Training and fine-tuning language models to new knowledge is a tedious process that eats up both time and resources. But what if a language model could acquire new knowledge by just reading new data and memorising it? Google’s new research paper titled, ‘Memorizing Transformers,’ released in ICLR 2022, discusses just how this can be done. The paper notes that attention can be used as a kind of fast learning for long sequences. A model can use attention to memorise facts by storing them as key or value pairs in long-term memory. The model can easily access this information by creating a query.
Adding memory: Paper
Increasing attention context
When performing tasks, transformer performance depends upon the context of attention. This length of the context of attention is usually short, but the paper showed that this can be increased by using approximate k-nearest-neighbour (kNN) lookup. This method is usually used for retrieving information. The kNN lookup algorithm can be scaled up with its variations such as ScaNN and Faiss.

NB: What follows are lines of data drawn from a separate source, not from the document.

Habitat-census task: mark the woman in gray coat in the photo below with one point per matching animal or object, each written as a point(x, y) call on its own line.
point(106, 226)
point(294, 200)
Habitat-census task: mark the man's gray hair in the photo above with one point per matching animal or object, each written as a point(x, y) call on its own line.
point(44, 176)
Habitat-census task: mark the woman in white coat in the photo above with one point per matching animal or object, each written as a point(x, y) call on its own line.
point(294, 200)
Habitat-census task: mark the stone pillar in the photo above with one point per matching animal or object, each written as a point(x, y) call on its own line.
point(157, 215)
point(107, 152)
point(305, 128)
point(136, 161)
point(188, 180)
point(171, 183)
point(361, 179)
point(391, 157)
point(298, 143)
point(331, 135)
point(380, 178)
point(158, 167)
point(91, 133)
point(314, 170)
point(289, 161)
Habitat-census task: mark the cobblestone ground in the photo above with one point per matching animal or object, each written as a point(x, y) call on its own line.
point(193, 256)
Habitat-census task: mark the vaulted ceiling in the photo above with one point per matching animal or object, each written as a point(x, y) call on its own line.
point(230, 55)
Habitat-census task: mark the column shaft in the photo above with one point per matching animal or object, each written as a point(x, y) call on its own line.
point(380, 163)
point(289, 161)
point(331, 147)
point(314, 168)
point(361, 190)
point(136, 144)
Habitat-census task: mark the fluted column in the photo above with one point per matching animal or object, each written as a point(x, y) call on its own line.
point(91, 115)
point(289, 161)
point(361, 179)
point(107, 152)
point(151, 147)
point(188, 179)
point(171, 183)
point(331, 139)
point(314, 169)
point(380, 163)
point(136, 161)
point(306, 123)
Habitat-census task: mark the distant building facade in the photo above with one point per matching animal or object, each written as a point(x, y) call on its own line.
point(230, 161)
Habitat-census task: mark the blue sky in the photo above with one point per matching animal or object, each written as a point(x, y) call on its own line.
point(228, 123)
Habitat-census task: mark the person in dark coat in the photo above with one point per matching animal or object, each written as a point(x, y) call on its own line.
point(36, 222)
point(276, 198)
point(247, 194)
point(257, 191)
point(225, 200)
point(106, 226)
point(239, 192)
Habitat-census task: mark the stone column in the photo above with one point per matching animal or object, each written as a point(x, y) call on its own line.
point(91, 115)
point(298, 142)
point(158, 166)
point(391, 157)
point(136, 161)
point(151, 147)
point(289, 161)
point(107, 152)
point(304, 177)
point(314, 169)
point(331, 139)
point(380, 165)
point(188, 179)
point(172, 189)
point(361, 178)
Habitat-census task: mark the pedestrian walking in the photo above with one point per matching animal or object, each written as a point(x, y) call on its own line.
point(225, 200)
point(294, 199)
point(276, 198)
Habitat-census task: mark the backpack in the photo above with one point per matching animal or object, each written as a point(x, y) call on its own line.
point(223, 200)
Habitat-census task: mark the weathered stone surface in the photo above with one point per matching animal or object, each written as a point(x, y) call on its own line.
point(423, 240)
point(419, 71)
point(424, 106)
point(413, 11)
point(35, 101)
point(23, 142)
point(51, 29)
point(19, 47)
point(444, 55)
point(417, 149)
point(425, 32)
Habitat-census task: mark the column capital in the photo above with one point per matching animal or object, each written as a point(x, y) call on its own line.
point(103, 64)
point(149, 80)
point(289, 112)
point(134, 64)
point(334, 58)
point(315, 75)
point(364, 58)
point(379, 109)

This study looks at increasing the context of attention from a different perspective. While traditional long sequence attention models perform averaging of tokens at long distances, kNN lookup is able to retrieve exact values even from the distant context. Also, gradients aren’t backpropagated into the external memory. Instead, the proposed method reuses keys and values previously computed on prior training steps.

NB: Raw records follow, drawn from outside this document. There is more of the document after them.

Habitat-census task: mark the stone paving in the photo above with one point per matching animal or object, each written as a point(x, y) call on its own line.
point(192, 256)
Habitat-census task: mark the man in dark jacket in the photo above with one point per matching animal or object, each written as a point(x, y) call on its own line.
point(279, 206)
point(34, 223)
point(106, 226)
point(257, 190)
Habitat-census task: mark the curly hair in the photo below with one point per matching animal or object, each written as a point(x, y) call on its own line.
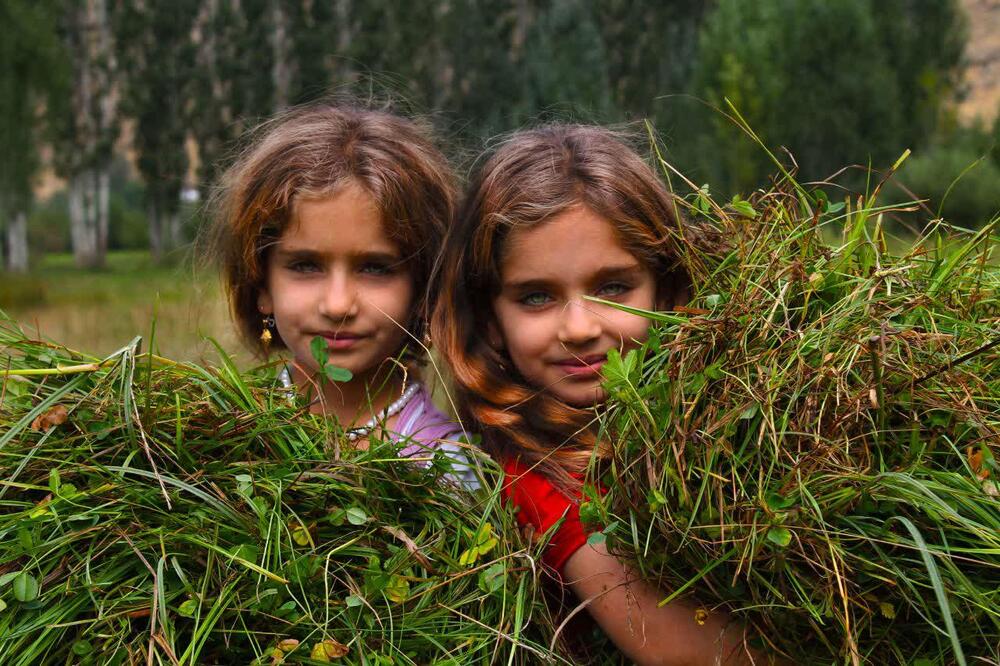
point(314, 151)
point(531, 177)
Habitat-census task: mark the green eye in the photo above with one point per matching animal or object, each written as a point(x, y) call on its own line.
point(376, 268)
point(534, 299)
point(303, 267)
point(614, 289)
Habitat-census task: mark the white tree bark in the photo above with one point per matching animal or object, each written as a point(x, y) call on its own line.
point(88, 216)
point(281, 71)
point(155, 233)
point(95, 105)
point(175, 225)
point(17, 243)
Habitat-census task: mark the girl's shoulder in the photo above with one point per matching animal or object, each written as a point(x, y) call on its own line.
point(423, 423)
point(422, 428)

To push scalability, backpropagating gradients into the external memory is essential but requires computing all the keys and values with the parameters on every single training step. Reusing keys and values, on the other hand, cuts down on the amount of computation for large memories. This method maintains a reasonable step time while being able to easily scale external memory to long sequences of up to 131k or 262k tokens on a single TPU device.
Extending transformers: Paper
Methodology
The input text is first tokenised, and then the tokens are embedded into vector spaces. The vector space embeddings are passed through a series of layers of transformers, each of which performs dense self-attention followed by a feed-forward network, or FFN. As the language model is a decoder-only type, a causal attention mask is used, and token embeddings of the previous layer predict the next token.

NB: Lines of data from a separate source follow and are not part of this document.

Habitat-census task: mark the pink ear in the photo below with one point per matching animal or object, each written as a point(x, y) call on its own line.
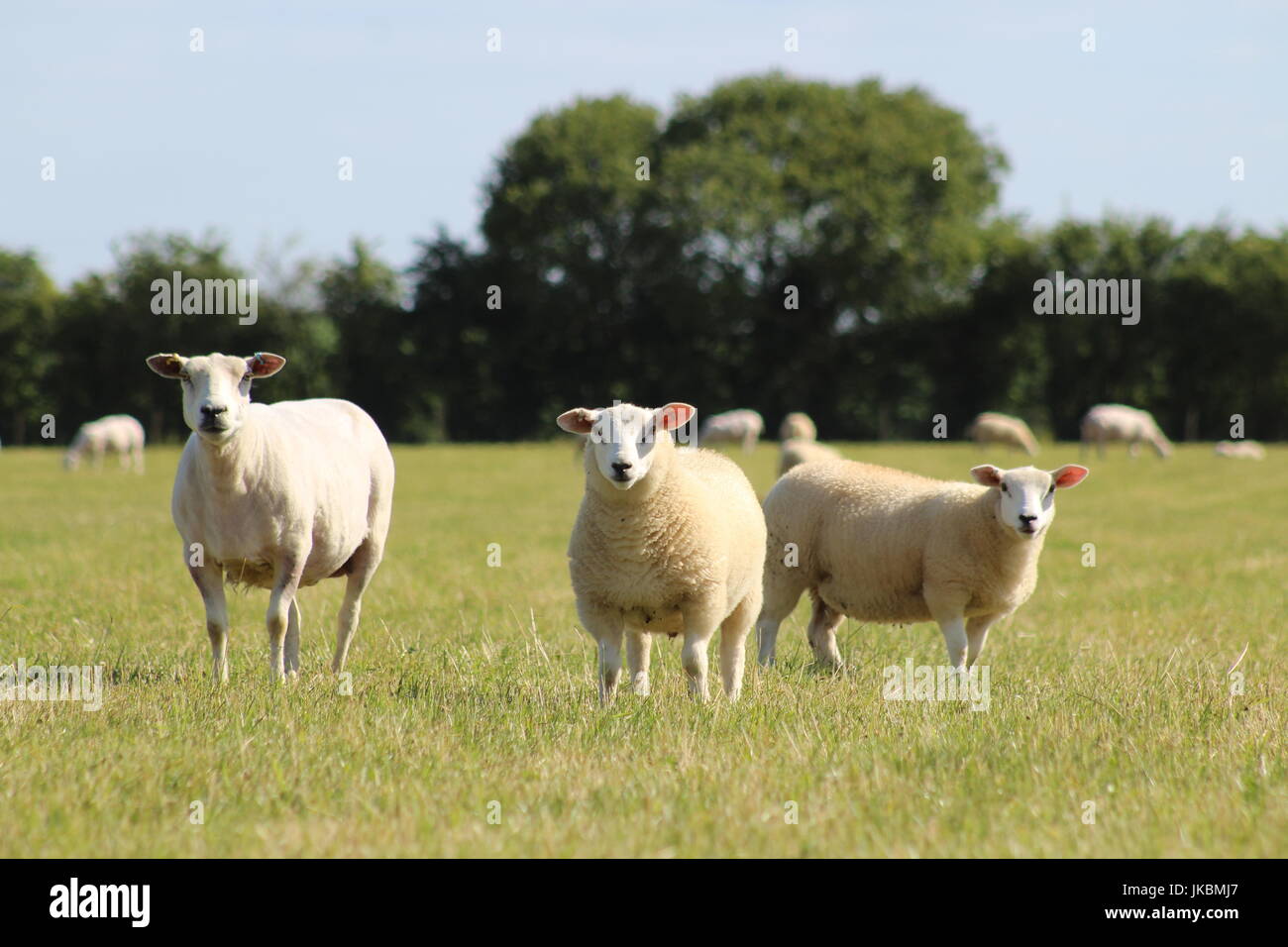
point(675, 415)
point(578, 420)
point(987, 474)
point(265, 364)
point(1069, 475)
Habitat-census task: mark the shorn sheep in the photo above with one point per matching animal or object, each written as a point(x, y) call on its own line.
point(993, 428)
point(798, 427)
point(742, 427)
point(112, 434)
point(893, 548)
point(275, 496)
point(665, 541)
point(1107, 423)
point(1240, 450)
point(797, 453)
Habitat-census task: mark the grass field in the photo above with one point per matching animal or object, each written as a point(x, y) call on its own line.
point(475, 686)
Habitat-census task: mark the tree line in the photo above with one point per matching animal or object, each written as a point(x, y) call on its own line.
point(774, 244)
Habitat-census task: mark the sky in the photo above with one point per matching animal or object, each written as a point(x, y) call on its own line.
point(246, 137)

Then, long documents are split into subsequences of 512 tokens, and each subsequence is used as an input for a training step. When normally, subsequences are shuffled together, in this case, long documents were fed into the transformer sequentially, as is done with the Transformer-XL.
The kNN-augmented attention layer, which is near one of the transformer layers near the top of the stack, combines two types of attention: standard dense self-attention on the local context and an approximate k-nearest-neighbour search into the external memory. Using approximate kNN search instead of exact kNN search speeds the computational speed of the model considerably.
Datasets
Average perplexities of each model: Paper
The research used datasets including a corpus of papers from arXiv Math, open-source code files from GitHub, mathematical theories from Isabelle, a large collection of documents from C4 and English-language books from PG-19.
Findings
By presenting a simple extension to the transformer, known as kNN-augmented attention, the research found that it could increase the length of the context in a language model. The transformer demonstrated improved perplexity over the baseline for all architectures and data models. Aside from this, external memory is also beneficial even if the transformer is scaled from 200M to 8B parameters.
The study concludes that the transformer does not need to be pre-trained from scratch. Rather, memory can be added to an existing pre-trained model and fine-tuned to reap more. kNN retrieval is also able to scale up to much bigger memory sizes and can use their code repositories and huge knowledge bases.
Criticism
Context within datasets
As promising as this alternative sounds, author and data scientist Minhaaj Rehman sparked a discussion on LinkedIn revolving around how effective the method would be in reality. Rehman noted that it was the “nature of the language itself that was elusive, and not how inference servers process the data.” Another data scientist suggested that language models could be improved by the RETRO transformer, or Retrieval Enhanced Transformer, so that models can retrieve data from a 2 trillion token database. However, according to Rehman, this was a misdirection of the issue. Having faster inference did not compensate for the model’s inability to correctly understand contextual information.
According to a paper published in 2020 titled, ‘Context pre-modeling: an empirical analysis for classification based user-centric context-aware predictive modelling,’ even a slightly different context can lead to a hugely different outcome even with a simple dataset. The context of a dataset can influence it far more than the predictive power of a model. To create a model that is aware of context, context pre-modelling is key.